The Spike protein is toxic.

All COVID-19 vaccines rely on the delivery of genetic code to produce the spike protein that is the major component of the SARS-CoV-2 protein box that encloses its RNA content. Both the DNA vector and RNA vaccines induce the vaccine-infected cell to make many copies of the spike protein according to the code. Through experimentation, the researchers have determined that the spike protein is toxic even when introduced alone. In one revealing experiment, the researchers injected spike protein into hamsters and found that endothelial cells lining blood vessels took it up through ACE2 receptors. This caused a down-regulation of ACE2, which had significant effects on the metabolic policy of the cells.

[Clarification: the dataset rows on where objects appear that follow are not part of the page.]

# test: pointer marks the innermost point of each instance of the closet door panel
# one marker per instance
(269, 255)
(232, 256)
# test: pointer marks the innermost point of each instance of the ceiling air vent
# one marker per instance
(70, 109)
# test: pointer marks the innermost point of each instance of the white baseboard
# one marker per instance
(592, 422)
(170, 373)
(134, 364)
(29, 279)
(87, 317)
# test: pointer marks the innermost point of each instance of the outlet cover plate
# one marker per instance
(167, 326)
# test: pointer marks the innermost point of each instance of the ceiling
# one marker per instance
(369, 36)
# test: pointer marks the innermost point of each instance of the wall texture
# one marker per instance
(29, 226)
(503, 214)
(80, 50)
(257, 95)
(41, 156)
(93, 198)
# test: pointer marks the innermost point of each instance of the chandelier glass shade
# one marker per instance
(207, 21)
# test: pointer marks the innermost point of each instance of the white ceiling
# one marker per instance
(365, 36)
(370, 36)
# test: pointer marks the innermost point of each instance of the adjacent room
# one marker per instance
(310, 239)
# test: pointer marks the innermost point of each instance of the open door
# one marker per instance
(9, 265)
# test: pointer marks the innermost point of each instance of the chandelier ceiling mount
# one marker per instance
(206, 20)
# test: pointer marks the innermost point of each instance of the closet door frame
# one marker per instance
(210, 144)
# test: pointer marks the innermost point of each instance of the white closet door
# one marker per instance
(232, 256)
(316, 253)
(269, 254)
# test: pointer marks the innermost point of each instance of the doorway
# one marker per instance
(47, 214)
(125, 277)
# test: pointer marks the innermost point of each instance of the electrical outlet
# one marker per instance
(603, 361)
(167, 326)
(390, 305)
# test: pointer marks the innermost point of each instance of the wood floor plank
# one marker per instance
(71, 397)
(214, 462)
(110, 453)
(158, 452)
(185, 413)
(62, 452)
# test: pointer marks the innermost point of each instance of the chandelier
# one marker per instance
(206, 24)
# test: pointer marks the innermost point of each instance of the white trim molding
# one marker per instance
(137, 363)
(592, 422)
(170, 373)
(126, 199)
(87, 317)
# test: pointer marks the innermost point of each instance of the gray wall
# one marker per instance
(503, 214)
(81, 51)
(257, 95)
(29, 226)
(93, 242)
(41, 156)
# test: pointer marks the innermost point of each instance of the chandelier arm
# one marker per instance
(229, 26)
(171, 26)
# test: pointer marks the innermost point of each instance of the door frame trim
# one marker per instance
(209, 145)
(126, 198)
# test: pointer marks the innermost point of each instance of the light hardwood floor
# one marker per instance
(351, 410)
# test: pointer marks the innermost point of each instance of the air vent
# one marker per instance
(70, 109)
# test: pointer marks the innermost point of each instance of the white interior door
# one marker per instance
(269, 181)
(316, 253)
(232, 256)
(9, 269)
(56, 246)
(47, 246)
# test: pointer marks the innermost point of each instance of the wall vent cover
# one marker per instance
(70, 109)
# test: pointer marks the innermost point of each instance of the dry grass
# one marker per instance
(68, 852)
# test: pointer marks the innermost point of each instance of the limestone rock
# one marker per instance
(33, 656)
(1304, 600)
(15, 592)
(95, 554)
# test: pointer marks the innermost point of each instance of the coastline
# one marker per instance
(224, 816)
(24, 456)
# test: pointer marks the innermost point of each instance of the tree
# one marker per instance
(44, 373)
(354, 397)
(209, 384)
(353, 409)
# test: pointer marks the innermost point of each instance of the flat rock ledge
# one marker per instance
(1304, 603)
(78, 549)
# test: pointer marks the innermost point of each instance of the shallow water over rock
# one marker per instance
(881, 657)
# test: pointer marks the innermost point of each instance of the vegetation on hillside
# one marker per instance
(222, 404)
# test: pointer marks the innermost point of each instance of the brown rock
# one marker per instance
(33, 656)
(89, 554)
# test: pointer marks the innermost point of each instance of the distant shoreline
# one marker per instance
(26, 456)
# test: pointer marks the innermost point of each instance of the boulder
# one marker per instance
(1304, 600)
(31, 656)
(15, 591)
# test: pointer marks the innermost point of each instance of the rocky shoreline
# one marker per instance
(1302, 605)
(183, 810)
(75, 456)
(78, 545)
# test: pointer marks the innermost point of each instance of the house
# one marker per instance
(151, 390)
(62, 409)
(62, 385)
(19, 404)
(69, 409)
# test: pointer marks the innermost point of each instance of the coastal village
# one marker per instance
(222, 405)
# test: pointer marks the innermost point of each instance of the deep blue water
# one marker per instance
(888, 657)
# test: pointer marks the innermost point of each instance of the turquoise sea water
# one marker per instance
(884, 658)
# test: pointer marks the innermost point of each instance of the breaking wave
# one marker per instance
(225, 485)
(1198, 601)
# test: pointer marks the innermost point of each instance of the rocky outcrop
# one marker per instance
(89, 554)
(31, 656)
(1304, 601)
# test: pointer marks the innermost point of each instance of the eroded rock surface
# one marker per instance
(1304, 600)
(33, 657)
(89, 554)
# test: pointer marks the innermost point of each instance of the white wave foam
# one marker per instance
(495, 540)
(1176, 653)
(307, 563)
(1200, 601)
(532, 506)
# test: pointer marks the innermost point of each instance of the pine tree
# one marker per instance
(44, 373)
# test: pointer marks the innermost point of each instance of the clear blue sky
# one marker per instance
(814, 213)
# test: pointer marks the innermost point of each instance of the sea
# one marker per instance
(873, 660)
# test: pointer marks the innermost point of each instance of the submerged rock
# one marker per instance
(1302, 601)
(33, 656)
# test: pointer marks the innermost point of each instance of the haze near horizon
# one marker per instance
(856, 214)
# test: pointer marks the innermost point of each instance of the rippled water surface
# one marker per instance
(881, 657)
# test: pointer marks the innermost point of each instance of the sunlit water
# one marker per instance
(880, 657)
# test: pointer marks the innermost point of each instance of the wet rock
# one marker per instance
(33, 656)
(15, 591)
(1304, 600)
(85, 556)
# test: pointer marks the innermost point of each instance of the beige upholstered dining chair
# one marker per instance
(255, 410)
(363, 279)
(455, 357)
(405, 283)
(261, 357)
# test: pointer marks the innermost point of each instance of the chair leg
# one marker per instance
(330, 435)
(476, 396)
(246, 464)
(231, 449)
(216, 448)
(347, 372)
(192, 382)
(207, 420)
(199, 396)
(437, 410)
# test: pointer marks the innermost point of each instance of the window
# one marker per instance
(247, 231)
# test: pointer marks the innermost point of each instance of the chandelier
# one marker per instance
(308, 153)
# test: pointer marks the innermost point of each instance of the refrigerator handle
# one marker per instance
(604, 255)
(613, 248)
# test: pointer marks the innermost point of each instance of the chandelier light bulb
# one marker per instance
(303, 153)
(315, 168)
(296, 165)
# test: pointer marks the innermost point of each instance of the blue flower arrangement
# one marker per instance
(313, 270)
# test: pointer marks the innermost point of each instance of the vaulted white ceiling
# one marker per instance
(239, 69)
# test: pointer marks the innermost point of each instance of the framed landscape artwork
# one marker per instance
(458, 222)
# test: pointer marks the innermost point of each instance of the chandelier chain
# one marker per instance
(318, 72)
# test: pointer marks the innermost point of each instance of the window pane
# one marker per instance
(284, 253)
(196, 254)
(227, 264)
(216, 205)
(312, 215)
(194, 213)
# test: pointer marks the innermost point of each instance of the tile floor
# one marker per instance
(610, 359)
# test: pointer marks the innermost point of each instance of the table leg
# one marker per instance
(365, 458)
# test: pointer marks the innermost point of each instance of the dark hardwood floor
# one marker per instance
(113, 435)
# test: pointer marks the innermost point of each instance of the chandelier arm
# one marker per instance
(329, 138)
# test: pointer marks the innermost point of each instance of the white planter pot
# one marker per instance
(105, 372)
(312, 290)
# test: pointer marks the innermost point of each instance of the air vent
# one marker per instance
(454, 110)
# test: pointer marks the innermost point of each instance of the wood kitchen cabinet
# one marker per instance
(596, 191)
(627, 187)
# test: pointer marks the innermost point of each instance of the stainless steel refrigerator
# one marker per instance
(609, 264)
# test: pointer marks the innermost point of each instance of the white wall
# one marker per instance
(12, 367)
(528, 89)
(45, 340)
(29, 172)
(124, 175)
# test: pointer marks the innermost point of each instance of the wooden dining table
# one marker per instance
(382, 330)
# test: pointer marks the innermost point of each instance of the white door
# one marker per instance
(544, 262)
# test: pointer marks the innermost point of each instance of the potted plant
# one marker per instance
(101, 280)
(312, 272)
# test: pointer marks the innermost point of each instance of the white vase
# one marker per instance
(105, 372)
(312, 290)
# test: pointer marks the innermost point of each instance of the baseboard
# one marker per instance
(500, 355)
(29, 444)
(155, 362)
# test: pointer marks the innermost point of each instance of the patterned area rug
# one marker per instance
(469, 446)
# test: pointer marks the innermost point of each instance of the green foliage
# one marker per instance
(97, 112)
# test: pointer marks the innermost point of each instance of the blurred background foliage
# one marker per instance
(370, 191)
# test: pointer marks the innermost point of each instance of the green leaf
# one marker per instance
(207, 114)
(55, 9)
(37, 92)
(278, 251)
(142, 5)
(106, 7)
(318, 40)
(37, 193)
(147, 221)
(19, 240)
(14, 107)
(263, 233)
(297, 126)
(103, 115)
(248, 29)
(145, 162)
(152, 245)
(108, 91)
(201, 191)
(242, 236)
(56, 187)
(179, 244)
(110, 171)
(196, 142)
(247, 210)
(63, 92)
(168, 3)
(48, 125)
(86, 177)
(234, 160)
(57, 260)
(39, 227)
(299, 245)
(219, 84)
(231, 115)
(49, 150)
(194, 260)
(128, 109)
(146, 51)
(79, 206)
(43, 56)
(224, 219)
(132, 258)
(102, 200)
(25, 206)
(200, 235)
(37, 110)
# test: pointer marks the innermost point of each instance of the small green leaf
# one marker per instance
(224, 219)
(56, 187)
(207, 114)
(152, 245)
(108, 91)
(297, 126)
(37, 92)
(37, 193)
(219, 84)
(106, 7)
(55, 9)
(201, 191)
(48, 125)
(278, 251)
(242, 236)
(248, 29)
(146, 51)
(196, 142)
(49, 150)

In particular, it inhibited mitochondria synthesis and caused existing mitochondria to fragment. Mitochondria are the cell organelles that produce large amounts of ATP (the energy currency of cells) by oxidizing nutrients, while consuming oxygen and producing water and carbon dioxide. The protein spike reduced ATP production by mitochondria and increased glycolysis, the much less efficient alternative way of producing ATP without using oxygen. This metabolic shift toward obtaining energy through glycolysis is a characteristic feature of cancer cells and of neurons in neurodegenerative diseases such as Alzheimer’s. This metabolic shift toward obtaining energy through glycolysis is a characteristic feature of cancer cells and of neurons in neurodegenerative diseases such as Alzheimer’s. This metabolic shift towards obtaining energy through glycolysis is a characteristic feature of cancer cells and of neurons in neurodegenerative diseases such as Alzheimer’s disease. This metabolic shift toward obtaining energy through glycolysis is a characteristic feature of cancer cells and neurons in neurodegenerative diseases such as Alzheimer’s disease.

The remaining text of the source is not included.